PARIS (AFP) - France on Monday announced plans to slash tax breaks for families in a move that will save the cash-strapped government more than a billion euros (S$2.1 billion) a year.
At the same time, the Socialist government said it would not touch family allowances paid to households with two children or more, despite calls for the universal benefit, currently worth 128.57 euros every month, to be taken away from wealthier families.
The tax breaks and family allowance payments amount to one of the most generous systems of support for people with children in Europe and it has been credited with giving France the joint highest birthrate (with Ireland) in the European Union.
But the cost of the system has become unsustainable at time when France is struggling to cut its budget deficit in line with EU targets.
Currently, parents can claim tax relief on 2,000 euros of annual income for each of their first two children and a further 4,000 euros for any other offspring.
Under the reform, these figures will be cut to 1,500 euros and 3,000 respectively, generating estimated additional revenues of 1.1 billion euros in 2014, rising to 1.7 billion in 2017.
The measure will affect 1.3 million households, one in eight of those with children, with the average tax bill for those affected rising by 64 euros per month.

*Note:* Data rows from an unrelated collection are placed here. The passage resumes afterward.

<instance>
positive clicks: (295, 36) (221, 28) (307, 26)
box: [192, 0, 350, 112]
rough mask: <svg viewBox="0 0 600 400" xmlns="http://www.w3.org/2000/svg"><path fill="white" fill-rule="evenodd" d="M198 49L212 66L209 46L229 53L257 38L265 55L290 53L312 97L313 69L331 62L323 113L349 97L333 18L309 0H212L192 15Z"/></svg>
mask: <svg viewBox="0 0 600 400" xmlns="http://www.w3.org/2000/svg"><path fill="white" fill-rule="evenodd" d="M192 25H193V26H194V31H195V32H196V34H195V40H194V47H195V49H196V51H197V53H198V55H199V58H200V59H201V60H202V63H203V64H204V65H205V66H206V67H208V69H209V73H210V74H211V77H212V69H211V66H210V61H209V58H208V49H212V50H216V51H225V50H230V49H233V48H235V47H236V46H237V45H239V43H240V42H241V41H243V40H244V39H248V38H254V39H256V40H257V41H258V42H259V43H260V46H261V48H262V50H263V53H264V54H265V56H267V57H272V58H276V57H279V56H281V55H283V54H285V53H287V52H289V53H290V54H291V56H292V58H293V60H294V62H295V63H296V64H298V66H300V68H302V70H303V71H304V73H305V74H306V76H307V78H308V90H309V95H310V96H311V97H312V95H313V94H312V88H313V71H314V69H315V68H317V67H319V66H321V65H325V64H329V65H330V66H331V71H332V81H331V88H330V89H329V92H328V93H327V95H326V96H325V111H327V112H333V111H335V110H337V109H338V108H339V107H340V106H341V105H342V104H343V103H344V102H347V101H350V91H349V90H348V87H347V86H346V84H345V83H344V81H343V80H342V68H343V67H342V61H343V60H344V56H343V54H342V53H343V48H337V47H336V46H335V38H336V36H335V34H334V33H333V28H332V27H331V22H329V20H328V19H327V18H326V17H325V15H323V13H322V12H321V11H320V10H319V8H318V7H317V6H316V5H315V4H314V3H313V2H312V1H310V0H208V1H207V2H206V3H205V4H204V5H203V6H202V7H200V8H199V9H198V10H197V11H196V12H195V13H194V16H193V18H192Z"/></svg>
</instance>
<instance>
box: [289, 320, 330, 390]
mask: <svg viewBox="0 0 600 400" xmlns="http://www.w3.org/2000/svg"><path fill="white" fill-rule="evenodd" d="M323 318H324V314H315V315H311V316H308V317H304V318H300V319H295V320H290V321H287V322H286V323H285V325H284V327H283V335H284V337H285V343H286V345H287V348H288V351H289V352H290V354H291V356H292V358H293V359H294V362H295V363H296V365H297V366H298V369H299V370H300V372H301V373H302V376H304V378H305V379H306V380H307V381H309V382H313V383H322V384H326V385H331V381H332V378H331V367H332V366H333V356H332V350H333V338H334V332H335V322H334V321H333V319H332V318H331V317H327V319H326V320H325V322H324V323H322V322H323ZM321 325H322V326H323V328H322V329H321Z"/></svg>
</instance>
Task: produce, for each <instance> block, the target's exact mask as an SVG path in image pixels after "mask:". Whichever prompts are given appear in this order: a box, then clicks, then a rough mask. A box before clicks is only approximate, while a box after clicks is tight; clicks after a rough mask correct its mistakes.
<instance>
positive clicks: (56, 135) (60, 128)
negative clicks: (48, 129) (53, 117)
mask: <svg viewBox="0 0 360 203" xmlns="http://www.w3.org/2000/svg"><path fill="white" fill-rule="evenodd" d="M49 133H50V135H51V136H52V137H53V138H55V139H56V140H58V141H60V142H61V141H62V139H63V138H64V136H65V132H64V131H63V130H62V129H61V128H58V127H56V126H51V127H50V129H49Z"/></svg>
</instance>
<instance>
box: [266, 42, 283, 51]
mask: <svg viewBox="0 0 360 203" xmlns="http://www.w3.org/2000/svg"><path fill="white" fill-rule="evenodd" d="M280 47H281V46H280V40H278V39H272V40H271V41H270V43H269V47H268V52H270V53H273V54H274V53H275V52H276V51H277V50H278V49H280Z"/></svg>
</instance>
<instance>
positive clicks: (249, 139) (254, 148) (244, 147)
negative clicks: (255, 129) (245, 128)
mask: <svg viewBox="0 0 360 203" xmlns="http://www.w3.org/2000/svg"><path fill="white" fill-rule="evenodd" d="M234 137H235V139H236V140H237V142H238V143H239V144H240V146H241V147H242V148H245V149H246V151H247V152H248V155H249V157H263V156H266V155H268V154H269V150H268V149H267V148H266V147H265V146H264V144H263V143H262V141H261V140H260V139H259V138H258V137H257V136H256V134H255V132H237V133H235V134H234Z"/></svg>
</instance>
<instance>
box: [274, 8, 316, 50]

The government also announced plans to restrict one-off birth payments to the poorest families and said it would abolish tax allowances linked to the education costs of children attending secondary school.
The right-wing opposition decried the new measures as an attack on the family.
Valerie Percresse from former president Nicolas Sarkozy's UMP party called it a "scandalous rupture in the contract of confidence between families and the state" while National Front leader Marine Le Pen denounced what she termed a "tax on children."